JH: During the interview process, the selectmen were very open with what they perceive to be areas that will need attention in the community. They wanted to be sure that I knew what I was getting into. For the record, there were no earth-shattering issues. But like I stated previously, the priorities have not been established by the board. That will take place not long after I begin.

BN: You are starting this job at the same time that the budget-process is happening. What might be some the pros and cons of that being one of your first tasks?

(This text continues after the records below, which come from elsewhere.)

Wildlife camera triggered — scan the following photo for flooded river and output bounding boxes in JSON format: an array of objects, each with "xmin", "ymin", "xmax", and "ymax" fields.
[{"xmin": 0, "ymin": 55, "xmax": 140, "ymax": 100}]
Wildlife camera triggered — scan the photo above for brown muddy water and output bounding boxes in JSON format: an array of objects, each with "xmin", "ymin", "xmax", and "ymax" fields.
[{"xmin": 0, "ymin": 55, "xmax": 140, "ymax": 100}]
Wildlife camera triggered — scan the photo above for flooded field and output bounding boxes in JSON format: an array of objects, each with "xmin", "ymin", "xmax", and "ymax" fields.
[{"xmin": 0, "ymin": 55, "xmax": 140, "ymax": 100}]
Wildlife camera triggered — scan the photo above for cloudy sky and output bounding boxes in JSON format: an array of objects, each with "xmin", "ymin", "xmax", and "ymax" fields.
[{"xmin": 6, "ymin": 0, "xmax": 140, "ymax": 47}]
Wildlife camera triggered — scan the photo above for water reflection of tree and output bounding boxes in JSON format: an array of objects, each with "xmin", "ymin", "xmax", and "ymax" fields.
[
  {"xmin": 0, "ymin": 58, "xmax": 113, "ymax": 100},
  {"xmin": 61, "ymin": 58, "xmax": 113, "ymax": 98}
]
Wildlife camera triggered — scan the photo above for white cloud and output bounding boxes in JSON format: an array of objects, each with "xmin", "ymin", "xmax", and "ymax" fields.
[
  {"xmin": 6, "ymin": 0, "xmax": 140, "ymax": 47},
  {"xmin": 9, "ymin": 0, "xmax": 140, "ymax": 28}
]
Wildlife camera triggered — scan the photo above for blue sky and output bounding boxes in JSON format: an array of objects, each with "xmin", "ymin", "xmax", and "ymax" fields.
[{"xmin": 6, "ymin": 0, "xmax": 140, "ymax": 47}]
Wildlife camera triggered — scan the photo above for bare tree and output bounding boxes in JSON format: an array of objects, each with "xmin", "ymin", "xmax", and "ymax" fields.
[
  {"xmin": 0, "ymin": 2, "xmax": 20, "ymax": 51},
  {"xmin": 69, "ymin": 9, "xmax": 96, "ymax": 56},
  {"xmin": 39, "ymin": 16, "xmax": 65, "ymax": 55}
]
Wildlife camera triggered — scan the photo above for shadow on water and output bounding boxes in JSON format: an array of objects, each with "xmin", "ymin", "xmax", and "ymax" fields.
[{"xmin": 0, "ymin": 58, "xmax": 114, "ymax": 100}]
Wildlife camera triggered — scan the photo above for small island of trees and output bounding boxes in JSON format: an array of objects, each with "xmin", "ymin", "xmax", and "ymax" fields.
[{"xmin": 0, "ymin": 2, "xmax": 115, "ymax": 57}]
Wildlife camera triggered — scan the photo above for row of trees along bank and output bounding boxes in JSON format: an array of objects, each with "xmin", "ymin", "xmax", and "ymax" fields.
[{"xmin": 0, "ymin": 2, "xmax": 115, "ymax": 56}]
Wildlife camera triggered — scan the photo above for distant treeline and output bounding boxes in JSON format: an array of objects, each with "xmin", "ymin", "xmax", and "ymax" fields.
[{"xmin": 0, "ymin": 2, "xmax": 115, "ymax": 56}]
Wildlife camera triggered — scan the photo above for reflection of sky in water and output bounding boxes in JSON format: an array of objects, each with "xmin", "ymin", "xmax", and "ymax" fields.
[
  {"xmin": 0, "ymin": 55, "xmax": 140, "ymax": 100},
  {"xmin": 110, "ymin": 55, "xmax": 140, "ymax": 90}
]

JH: Fortunately, a pro is that budgeting is not that dissimilar from one community to the next. Coming into a process that has already begun will certainly require me to do some catching up but from what I have learned so far, Naples seems to have a pretty good handle on their budget. I will still have access to both the previous town manager and the current interim. Both have committed to helping get through the first budget until I am more familiar. I don’t really see any cons with coming late to the table.

BN: Speaking of 1st tasks – what do you consider to be the necessities and the priorities during the first six months (Feb – Aug.) of your job?

JH: First priorities will be learning all that I can about the community, its public services and businesses. I will need to establish relationships with the staff and various boards and committees. It will then be very necessary to look at policies and procedures, finances and receive direction from the Board of Selectmen. Not having the advantage of being from the area, I will need some time just to acclimate with my new surroundings.

BN: Please could you tell our readers about the first time you visited Naples or whatever experiences you’ve had w/ friends and family enjoying leisure time in Naples?

JH: Although not from the area, Naples is not foreign to me. I cannot remember my first time, but my family and friends have frequented Naples both for dining and entertainment as well as the outdoor offerings. I have always admired the causeway area, especially after the rehabilitation. Naples is a beautiful community that has a lot to offer.

BN: It is your turn – please choose a question you would like to answer?

JH: I grew up in Mechanic Falls attending Elm Street School, went on to high school at Edward Little in Auburn. I have an Associate’s Degree in Business Administration and Management from Central Maine Community College and a Bachelor’s Degree in Public Administration from Southern New Hampshire University.

I am looking forward to getting started. I have met with the Select Board, met the town office staff and some of the budget committee members. Everyone has been very welcoming and I hope that people will view me as a worthy selection for Naples. I haven’t learned anything about Naples at this point that would cause me to rethink my return to municipal government. I left a great community (Mechanic Falls) in which I had vast love and appreciation for. I grew up there and worked for the town for a very long time. I had reached a point where I just knew it was time to move on to something new.